6. Competitive Interest Rates
By using purchase order financing, businesses in Canada can get competitive interest rates while still being able to take advantage of bulk discounts from suppliers. This is because the lender takes on the risk of non-payment by the customer, which means they can offer lower interest rates than other types of financing.
In addition, purchase order financing in Canada can help businesses get the cash they need to grow without having to go through the hassle of getting a loan from a bank.
7. Secure and Safe Way to Finance Your Business Expenses
One of the biggest benefits of purchase order financing is that it’s a secure way to finance your business expenses. With this type of financing, you’re working with a partner who’s committed to helping your business grow. You also don’t have to worry about putting your personal assets at risk if your business doesn’t succeed.

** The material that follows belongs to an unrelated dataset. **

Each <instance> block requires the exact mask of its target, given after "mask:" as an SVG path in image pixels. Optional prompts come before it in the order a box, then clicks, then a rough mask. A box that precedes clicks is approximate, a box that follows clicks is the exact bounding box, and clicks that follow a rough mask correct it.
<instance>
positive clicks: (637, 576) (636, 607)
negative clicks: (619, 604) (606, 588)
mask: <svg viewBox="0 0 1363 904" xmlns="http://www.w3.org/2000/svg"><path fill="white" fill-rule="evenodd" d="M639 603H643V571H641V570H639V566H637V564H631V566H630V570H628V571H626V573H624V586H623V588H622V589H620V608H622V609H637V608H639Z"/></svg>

Also, POF can help you get started even if you don’t have a lot of money saved up. This type of financing can give you the breathing room you need to get your business off the ground.
8. Increase in Sales
For starters, businesses that use PO financing typically see an increase in sales. This is because PO financing allows businesses to take on new orders and grow their business without worrying about having the cash on hand to pay for the goods and services upfront.
Additionally, purchase order financing can help businesses improve their cash flow. This is because PO financing allows businesses to get paid for the goods and services they’ve already delivered, rather than waiting 30-60 days for those payments to come through.
Lastly, POF can be a great way for businesses to get started in importing and exporting goods.
Get the Funds You Need to Grow Your Business in Canada
Purchase order financing can be a helpful way for businesses in Canada to get the supplies and products they need to grow and succeed. It can provide quick and easy access to the money you need, without the hassle of traditional lending. If you’re looking to expand your business, consider using purchase order financing as a way to help you achieve your goals.